Quite frankly, we’re absolutely exhausted.  The more sleep you get the more tired you feel.  There’s anger, there’s hurt, there’s guilt… oh so much guilt, and there’s just not enough happiness to balance it out.  I’m tired of feeling mopey.  Tired of feeling like there’s nothing to smile about… especially since there are really good things happening around us.  Friends having babies, people pitching in to help us out, work, school, just a lot of other not awful things are happening, but it’s so hard to just soak it up, because the bad stuff is just so damn heavy.

In short, it hurts.  I know it’s natural to feel what we’re feeling.  But that doesn’t do shit to make it hurt less.  I know that rest is important, but i also worry about depression and anxiety setting in (issues that we both deal with).  I’ve been working on letting myself be vulnerable and accepting the emotions as they come because i don’t want to bottle them up or wall them off, but nothing about this is easy.  The things that I would love to do for our mental health’s sake, feel so wrong with all that’s going on… how could you go out to a nice dinner while your child is in the hospital?  how could you go watch a movie while your son is connected to 6 million tubes?  But those are the things that might keep us from going over the edge… so it’s a balancing act… letting yourself grieve/process everything without letting yourself get in too deep.  Constantly checking on one another and reminding each other that it’s ok to feel and to hurt.

I get it, and i’m trying to keep a level head, but if they would slow down this ride just a bit, i’d grab brian and stephen and hop off in a second… tuck and roll, folks.  tuck and roll.

Sep
24

Or at least it would be week 25 if The Dictator had not decided to flee.  Today will be day 7… In some ways time is dragging on, but in other ways, I can’t believe how quickly the week went by.
The Dictator is still pushing forward.  Breathing continues to be an issue.  They put him back on the ventilator for now but until he starts showing some initiative and breathing on his own, i’m not sure how long that will be the case.  That being said, chest xrays of his lungs show that they continue to open and that he is doing fairly ok.  The heart echo showed that the valve in his heart was closed so that is an awesome sign and today is his scan to check for bleeding in his brain.

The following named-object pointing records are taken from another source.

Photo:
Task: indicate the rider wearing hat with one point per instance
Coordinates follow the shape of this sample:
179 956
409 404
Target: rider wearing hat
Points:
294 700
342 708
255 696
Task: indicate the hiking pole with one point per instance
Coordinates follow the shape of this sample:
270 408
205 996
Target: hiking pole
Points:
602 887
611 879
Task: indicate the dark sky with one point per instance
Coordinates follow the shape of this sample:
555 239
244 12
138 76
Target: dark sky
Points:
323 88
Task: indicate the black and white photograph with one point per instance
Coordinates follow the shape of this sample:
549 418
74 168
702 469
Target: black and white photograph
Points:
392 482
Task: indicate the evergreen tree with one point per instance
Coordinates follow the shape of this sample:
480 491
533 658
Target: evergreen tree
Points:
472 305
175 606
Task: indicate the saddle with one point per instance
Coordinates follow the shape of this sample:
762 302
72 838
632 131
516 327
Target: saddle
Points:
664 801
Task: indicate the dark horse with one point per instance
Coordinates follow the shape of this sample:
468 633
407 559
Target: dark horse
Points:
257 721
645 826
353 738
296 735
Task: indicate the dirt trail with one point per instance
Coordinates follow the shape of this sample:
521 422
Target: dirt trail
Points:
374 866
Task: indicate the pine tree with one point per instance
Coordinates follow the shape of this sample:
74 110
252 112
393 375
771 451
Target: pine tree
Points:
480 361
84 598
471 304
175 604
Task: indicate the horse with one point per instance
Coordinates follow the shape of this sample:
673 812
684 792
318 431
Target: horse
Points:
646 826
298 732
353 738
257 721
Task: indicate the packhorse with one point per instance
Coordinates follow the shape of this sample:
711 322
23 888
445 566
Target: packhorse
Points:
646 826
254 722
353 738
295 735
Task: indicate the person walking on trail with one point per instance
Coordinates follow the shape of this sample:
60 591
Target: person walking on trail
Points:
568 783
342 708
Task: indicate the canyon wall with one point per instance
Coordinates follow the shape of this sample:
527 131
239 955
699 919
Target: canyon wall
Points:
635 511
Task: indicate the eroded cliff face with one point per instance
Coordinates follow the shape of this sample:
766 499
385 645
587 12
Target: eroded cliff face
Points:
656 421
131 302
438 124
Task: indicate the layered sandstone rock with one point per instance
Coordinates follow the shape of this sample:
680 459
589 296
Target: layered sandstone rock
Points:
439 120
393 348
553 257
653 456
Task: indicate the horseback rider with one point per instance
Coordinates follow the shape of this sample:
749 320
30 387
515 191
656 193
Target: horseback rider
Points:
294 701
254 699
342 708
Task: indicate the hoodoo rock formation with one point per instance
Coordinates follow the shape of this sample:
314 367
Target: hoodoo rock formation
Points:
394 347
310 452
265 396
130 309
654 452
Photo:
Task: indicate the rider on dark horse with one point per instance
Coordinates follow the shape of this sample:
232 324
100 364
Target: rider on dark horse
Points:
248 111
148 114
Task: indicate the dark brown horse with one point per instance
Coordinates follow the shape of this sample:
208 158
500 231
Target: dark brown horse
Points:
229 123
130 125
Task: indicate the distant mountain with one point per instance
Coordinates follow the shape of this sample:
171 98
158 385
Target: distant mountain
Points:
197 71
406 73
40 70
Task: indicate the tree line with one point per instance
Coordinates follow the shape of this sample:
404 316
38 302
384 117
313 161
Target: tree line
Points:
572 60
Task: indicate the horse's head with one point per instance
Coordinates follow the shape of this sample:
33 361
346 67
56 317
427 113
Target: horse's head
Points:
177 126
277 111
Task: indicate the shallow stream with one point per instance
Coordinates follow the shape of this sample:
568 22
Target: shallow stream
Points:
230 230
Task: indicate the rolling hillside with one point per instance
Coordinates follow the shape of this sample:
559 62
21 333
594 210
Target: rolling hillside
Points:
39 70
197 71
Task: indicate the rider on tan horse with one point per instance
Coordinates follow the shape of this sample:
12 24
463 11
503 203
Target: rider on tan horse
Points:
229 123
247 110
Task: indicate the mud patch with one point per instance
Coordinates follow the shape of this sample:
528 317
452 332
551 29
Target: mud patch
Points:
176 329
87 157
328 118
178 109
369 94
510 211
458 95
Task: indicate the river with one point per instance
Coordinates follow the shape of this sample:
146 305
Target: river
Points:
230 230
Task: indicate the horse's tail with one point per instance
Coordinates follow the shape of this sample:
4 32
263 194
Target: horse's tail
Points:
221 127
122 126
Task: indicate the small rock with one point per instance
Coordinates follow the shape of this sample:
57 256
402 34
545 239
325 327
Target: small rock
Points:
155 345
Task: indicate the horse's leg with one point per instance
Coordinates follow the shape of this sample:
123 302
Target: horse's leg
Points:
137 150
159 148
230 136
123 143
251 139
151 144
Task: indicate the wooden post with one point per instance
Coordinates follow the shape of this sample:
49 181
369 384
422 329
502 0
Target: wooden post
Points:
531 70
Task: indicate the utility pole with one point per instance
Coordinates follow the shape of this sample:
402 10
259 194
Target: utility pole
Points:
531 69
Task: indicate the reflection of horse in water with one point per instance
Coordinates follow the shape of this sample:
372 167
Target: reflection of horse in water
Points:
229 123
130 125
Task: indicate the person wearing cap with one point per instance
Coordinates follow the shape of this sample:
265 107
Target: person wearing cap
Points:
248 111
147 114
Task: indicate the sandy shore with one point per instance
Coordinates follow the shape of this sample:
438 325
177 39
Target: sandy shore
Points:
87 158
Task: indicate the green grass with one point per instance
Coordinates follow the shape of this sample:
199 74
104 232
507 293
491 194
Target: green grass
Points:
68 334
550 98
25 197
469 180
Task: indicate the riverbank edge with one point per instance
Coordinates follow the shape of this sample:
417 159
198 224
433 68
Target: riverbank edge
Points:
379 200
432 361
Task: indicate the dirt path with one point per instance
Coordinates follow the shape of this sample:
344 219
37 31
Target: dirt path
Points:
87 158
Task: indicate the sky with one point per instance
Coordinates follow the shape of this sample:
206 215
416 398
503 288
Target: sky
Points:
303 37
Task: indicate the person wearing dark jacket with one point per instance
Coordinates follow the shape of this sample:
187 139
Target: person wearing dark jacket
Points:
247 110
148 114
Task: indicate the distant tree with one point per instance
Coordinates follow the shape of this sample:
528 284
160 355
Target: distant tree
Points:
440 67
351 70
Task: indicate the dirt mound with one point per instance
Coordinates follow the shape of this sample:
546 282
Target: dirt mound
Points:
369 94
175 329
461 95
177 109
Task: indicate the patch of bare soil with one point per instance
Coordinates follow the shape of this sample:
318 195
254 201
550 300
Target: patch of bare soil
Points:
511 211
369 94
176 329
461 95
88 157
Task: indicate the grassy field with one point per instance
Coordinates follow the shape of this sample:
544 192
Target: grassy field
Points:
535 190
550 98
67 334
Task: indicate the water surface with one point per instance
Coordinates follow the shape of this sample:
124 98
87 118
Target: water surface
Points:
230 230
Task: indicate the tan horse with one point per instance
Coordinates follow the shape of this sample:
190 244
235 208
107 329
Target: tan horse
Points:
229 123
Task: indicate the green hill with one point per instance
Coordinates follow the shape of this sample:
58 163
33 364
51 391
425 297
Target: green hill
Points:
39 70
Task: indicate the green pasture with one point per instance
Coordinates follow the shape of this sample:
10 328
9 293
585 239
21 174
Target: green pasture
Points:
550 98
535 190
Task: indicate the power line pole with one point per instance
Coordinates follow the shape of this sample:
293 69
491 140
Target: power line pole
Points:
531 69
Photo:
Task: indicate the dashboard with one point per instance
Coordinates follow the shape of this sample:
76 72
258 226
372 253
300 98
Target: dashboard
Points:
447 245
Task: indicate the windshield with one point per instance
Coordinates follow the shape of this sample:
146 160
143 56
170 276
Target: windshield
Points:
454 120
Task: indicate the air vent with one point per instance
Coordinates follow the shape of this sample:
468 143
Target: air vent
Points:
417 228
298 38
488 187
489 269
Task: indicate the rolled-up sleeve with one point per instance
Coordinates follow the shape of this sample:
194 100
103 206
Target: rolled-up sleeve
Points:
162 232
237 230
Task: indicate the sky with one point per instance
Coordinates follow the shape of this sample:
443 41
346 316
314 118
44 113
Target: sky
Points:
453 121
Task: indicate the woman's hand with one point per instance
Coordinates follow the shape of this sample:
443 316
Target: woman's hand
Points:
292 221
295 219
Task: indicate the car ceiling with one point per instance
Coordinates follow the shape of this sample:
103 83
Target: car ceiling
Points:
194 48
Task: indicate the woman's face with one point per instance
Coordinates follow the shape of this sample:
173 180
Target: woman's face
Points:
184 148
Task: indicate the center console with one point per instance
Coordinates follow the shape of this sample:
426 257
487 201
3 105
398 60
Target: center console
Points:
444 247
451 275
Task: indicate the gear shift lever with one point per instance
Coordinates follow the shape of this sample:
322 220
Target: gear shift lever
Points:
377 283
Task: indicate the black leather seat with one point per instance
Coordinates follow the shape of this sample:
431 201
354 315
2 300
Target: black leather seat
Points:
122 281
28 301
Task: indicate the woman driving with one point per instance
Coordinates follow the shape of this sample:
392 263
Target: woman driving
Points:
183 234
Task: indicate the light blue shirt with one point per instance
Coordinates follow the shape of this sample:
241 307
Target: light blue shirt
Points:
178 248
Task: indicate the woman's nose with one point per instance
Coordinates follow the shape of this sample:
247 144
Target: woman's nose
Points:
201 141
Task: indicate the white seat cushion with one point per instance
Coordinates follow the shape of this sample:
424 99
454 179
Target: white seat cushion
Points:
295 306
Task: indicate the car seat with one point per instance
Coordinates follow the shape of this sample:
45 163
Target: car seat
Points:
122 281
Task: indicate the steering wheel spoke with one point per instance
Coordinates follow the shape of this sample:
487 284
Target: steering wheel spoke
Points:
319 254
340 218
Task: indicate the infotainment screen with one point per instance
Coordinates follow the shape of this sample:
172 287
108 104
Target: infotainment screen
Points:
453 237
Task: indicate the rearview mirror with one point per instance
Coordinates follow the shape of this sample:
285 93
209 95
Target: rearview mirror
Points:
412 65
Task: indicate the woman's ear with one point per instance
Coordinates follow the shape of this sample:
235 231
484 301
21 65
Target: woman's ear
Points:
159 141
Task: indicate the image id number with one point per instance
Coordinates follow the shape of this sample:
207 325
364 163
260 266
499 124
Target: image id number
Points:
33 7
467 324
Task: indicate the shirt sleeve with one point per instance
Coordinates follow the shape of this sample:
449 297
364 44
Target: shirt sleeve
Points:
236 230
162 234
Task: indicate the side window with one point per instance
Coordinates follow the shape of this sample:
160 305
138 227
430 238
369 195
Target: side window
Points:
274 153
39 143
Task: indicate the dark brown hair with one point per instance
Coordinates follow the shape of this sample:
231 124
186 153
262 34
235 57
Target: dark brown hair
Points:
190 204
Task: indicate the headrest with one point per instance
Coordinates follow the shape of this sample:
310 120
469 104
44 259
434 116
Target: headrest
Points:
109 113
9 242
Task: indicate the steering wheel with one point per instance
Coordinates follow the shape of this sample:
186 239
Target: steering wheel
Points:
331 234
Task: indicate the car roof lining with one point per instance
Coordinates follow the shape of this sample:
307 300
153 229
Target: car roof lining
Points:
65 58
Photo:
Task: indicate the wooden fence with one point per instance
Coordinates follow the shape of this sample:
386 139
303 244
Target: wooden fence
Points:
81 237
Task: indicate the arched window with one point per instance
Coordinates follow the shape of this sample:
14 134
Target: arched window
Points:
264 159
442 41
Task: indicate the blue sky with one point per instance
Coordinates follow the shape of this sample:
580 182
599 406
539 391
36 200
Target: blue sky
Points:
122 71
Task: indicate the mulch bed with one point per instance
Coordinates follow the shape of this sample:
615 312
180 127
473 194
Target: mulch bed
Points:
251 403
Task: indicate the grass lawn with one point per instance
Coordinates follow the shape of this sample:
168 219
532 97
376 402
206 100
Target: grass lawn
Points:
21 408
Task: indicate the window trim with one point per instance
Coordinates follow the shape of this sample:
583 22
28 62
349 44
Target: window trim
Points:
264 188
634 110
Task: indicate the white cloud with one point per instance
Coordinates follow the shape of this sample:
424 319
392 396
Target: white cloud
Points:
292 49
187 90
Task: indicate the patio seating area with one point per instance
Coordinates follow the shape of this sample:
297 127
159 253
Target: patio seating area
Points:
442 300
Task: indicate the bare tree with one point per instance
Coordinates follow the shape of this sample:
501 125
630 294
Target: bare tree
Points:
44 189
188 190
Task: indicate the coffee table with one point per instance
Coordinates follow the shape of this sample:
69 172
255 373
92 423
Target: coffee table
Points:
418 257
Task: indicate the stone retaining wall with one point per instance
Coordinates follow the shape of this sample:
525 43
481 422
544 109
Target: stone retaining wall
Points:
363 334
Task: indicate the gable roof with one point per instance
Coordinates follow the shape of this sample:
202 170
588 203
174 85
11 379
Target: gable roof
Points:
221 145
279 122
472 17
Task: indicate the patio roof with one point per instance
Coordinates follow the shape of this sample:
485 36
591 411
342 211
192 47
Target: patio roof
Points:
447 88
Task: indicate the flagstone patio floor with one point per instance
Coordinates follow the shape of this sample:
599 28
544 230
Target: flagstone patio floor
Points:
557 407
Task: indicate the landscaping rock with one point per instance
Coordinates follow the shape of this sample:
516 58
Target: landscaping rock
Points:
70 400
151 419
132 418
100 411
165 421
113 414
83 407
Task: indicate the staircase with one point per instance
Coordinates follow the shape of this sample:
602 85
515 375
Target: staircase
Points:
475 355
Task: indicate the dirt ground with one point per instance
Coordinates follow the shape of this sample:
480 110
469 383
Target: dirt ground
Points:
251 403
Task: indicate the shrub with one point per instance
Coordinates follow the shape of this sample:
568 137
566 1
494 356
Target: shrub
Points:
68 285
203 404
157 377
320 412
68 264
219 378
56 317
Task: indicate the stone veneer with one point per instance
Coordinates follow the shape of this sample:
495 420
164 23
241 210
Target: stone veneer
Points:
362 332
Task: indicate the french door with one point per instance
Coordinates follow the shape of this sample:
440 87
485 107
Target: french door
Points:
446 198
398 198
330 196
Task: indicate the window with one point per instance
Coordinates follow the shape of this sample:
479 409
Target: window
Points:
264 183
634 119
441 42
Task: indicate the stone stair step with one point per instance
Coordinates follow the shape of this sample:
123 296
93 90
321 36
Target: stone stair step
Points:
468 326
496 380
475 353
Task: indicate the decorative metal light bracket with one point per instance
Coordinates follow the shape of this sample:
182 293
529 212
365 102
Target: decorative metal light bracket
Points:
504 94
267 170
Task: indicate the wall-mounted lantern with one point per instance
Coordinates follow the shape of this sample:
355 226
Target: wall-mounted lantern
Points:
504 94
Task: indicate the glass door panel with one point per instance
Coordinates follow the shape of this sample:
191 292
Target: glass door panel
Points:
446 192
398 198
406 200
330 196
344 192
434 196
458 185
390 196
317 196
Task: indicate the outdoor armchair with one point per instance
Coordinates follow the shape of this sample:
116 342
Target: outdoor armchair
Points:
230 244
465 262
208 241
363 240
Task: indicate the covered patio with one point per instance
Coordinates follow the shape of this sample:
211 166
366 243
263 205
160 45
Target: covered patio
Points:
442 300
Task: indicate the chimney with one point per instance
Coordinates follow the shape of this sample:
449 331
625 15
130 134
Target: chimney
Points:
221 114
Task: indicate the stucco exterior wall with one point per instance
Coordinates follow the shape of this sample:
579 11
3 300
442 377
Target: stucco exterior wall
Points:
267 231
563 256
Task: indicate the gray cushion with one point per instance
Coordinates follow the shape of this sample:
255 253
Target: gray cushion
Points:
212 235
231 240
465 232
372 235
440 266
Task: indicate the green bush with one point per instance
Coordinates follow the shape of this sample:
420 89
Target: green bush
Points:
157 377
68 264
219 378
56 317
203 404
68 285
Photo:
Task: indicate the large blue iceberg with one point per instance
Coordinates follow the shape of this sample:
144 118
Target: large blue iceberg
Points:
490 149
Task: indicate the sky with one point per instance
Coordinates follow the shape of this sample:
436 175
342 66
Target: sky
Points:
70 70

The wiggle monster continues to wiggle, but he was still enough yesterday for me to get to hold him for a bit… HEAVEN.  I can’t even front, I was scared as hell, but the nurses are great.  They placed him on a pillow on my lap before allowing me to lift him and place him on my chest.  They covered him with warm blankets and there we sat for about 30 minutes.  They even gave me a mirror so that I could watch his little face as he lay there.  I did my best to breathe deeply so I could show him how it’s done.  I’m certain it had no effect at all, but it was nice to think i was providing him with some inspiration 🙂

I also wanted to use my first incidence of skin-to-skin contact to bond with him… to sing him a soothing song… and then today I realized that I don’t really know any nursery rhyme type songs.  I thought and thought about an appropriate tune to hum and came up blank… and then *this* song popped up… and this is the first tune I hummed for the young one:

Clearly I need to do better…

So far his papa and i have both checked his temperature and changed a diaper.  It’s amazing how much care someone so small requires, but like the nurse said, if you can do it while he’s this size, you’ll never have a problem.  So I suppose we’re making progress too.

We have this one amazing nurse who tends to work the evening shift.  Yesterday she took us to meet another baby in the NICU.  This little girl started off like Stephen at 24 weeks.  She looked like a giant!  She was 40 weeks and alllll baby.  I have no idea how they can grow them that big, but there she was.  It was so amazing to be able to look and see what is in store for Stephen.  When dealing with such a small guy, it’s hard to imagine that he will ever be “normal size” but slowly but surely I am certain we are headed in that direction.  Needless to say, I can’t wait.